Marvin Allen

No. 16, 13
- Position: Wide receiver

Personal information
- Born: 5 March 1983 (age 43) Dorking, Surrey, England
- Listed height: 5 ft 10 in (1.78 m)
- Listed weight: 192 lb (87 kg)

Career information
- College: Northwood University

Career history
- London Olympians (2001–2004); Frankfurt Galaxy (2005–2006); Rhein Fire (2006); Amsterdam Admirals (2006); Pittsburgh Steelers (2006)*; Rhein Fire (2007); Miami Dolphins (2007)*; Pittsburgh Steelers (2008)*; London Warriors (2008–2011);
- * Offseason and/or practice squad member only

Awards and highlights
- Super Bowl champion (XLIII); 3× BritBowl champion (2001–2003);

= Marvin Allen (wide receiver) =

English American football player (born 1983)

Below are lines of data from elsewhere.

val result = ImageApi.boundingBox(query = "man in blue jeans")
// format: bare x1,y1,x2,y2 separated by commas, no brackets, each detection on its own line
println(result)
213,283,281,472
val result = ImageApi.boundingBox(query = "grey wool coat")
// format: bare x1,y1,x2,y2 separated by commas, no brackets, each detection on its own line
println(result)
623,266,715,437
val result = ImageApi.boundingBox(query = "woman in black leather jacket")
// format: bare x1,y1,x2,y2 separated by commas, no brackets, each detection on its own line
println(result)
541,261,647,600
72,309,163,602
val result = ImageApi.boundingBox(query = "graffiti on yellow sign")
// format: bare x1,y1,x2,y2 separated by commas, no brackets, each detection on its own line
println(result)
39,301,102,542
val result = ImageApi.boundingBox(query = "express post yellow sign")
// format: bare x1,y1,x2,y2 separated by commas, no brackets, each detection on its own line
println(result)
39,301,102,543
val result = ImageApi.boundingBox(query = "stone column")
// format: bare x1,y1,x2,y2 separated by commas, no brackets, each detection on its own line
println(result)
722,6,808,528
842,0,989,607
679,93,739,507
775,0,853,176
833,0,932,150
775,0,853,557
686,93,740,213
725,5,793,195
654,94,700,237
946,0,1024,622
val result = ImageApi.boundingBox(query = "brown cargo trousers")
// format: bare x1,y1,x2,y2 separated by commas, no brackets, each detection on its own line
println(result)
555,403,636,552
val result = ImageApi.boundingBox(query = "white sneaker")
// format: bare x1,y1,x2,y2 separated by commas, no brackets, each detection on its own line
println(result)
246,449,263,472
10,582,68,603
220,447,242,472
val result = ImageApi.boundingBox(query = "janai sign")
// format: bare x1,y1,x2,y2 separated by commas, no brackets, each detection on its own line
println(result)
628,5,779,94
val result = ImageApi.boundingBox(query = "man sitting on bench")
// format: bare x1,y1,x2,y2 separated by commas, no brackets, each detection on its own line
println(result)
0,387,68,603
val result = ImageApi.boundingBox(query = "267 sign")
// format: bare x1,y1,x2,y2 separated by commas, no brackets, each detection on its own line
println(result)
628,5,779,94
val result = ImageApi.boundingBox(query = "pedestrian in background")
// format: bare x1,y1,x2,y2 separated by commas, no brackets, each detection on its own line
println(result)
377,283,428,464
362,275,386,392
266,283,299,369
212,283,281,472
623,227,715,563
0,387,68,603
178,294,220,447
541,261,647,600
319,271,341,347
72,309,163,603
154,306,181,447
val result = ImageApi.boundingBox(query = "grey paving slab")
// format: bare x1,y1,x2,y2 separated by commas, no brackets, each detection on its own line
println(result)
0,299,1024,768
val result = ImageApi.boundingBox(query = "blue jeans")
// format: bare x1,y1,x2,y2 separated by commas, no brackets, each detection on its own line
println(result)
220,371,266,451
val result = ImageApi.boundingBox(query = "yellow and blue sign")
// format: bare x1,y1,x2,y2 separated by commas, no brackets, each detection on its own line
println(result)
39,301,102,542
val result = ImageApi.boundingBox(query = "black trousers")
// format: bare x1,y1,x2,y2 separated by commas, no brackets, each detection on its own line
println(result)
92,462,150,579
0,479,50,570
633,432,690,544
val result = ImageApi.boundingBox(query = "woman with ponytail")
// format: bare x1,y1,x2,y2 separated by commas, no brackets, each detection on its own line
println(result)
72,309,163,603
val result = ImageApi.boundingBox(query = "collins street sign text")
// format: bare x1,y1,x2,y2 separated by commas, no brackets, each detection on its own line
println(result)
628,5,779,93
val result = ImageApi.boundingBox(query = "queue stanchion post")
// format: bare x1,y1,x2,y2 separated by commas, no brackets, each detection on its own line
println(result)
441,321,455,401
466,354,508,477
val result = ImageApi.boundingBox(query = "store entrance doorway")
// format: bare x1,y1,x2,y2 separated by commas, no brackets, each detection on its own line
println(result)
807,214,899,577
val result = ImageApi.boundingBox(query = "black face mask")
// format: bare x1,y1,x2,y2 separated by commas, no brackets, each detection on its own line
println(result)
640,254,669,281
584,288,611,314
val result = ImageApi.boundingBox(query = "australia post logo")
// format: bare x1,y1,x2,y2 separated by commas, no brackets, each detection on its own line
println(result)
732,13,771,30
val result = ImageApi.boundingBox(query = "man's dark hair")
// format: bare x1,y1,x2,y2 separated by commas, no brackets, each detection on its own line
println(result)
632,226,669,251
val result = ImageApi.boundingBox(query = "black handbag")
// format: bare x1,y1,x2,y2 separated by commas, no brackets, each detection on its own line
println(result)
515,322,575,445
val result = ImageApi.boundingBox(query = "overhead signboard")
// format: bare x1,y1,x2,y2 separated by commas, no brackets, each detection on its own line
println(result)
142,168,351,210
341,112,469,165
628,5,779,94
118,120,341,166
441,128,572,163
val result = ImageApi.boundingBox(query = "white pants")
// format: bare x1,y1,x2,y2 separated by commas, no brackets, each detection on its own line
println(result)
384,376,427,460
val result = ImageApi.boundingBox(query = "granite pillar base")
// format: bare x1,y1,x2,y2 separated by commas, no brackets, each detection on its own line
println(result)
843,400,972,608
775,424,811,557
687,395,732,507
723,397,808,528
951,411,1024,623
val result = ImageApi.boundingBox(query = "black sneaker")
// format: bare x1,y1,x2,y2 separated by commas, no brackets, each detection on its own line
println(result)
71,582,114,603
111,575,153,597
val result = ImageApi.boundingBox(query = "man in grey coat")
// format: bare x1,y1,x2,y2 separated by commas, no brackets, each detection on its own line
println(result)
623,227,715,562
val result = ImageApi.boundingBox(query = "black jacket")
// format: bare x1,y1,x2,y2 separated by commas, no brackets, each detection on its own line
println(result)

Marvin Allen (born 5 March 1983) is an English former American football wide receiver. He was raised in Croydon, Greater London, England. He is a coach for the London Warriors. He was first signed by the London Olympians in 2001.

Allen has also played for the Frankfurt Galaxy, Rhein Fire and Amsterdam Admirals of NFL Europa. He was an international practice squad player for the Pittsburgh Steelers in 2006, the Miami Dolphins in 2007 and the Steelers again in 2008.

==Professional career==
Allen started his career with the London Olympians in 2001- 2004. In 2005, Allen played for the Frankfurt Galaxy and he caught 12 passes for 136 yards (11.3 yards per catch) with a long of 21 during his rookie year. In 2006, Allen played for three teams in NFL Europa. During the regular season he played for the Frankfurt Galaxy and Rhein Fire. He played for the Amsterdam Admirals in Yello Strom World Bowl XIV. He caught six passes for 79 yards (13.2 yards per catch).

Allen was signed by the Steelers in July 2006. He was put on the practice squad in accordance with the NFL International Development Practice Squad program. After a season with the Miami Dolphins in the same role, he went back to the Pittsburgh Steelers for the 2008 season. He remained on the practice squad with Pittsburgh throughout the regular and post-season. He was on the team sideline during Super Bowl XLIII when the team defeated the Arizona Cardinals.

Allen played for the London Warriors as a wide receiver from 2008 to 2011, and is now on the team's coaching staff.

==Personal==
Allen is the son of NFL Europa's Director of International Player and Football Development, Tony Allen.